The citation for the marriage records is incomplete, but the essential information is there. The volume number of the marriage records I used gave me problems. Whoever created the digital images of the records used by Ancestry.com did not make an image of the spine of the book. However, when I went to the early images on the “roll” for the volume I was using, I noticed a yellow card with “Marriages 1882 Emmet-Lyon Vol 12” written on it. This seemed to indicate that the volume number of the entry I was using.
The record at Ancestry.com indicated a different volume number: 308. The math teacher in me wants to say it is a different number base. The realistic genealogist in me is thinking that the larger number is perhaps sequential for all volumes and the smaller number has another meaning. At this point, I used both numbers indicating from where they came.

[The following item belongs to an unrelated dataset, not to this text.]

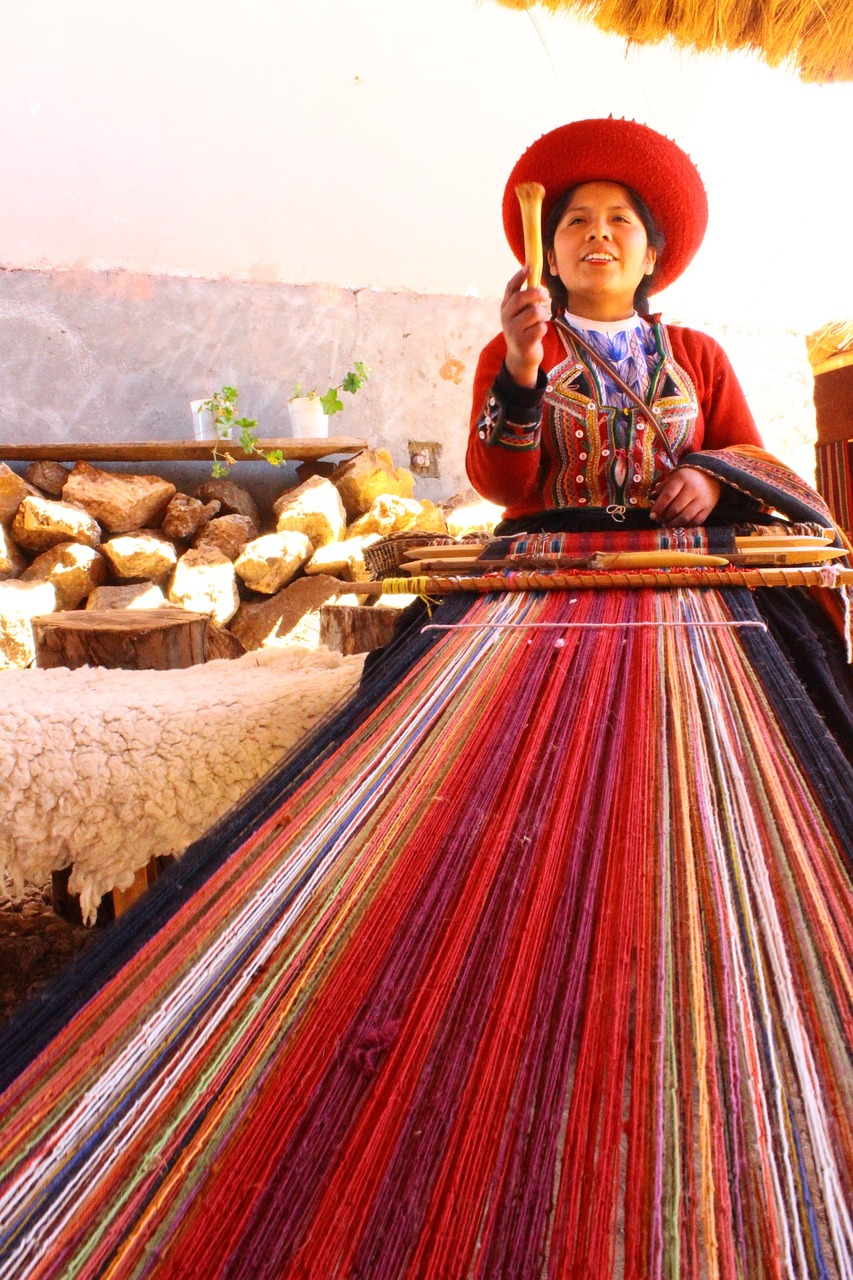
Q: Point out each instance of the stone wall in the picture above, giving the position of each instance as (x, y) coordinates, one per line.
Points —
(115, 356)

The real question is where my research should go next. I’m still working on that. However, here’s a quick summary of what I know about Barbara and the “early part” of her life.
She was born about 1825 in Germany, perhaps in the general vicinity of Darmstadt. She married in 1849 to fellow German immigrant Peter Bieger in Cincinnati, Hamilton County, Ohio. They came to Hancock County, Illinois, by November of 1850 and Barbara remained that county until her death.
There’s no reason to doubt the veracity of the names she provided for her parents on this 1882 marriage record. Barbara would likely have had first hand knowledge of her parents’ names. Her obituary indicated that she came to the United States as “a young girl,” suggesting she immigrated with her parents. That obituary reference could easily have been incorrect and based upon a misconception held by one of Barbara’s children who were the likely obituary informants.
Before I start typing Frederick Siefert in every search box I can find, I’m going to stop, pause, and reflect, for just a little bit.
It’s taken me thirty years to find Frederick and Maria Barbara’s names. I can take at least thirty minutes to analyze what I have before I start searching for them.
4 Responses
I’m sharing your joy. You give me hope that by continuing to learn,and going back to conduct searches on new databases, I may someday solve some of my genealogy problems, too!
First–I giving you a memory that is 53 years old … but “Maybe!” it is of some value. I went to Northern IL U. with a girl whose name, I think, was Carol Seifert. (of course I could be wrong)
We were in the education department together. And I know she lived int the general right area
where you are looking. I looked at the small town names in the area and the one that seemed most familiar was definitely LaMoille…on? 34 west of 39. I am all but positive that was where she was from. I cannot remember whether she was a town resident or not, but rather think she
was from a farm in that area. Of course her last name has probably changed…and who knows if she is still in IL…I’m not…but there are people in my small town who would recognize my maiden name. So maybe its a lead if you run out of them.
Thanks, Kristy. You never know. I’ll keep that in mind.
Carol would be 75 now, give or take a few months. I think I remember hearing she had married…but have no idea of her husband’s surname. So ask for maiden names of Seifert. I’ve done a good deal of research in the Plano, IL (Kendall Co) area and there are many people that my mother taught me about that I still know by their maiden names. (I have the great advantage of having a mother who knew almost everyone in town as a young woman…and often told me the stories about them that she had heard back then. It was a wonderful gift!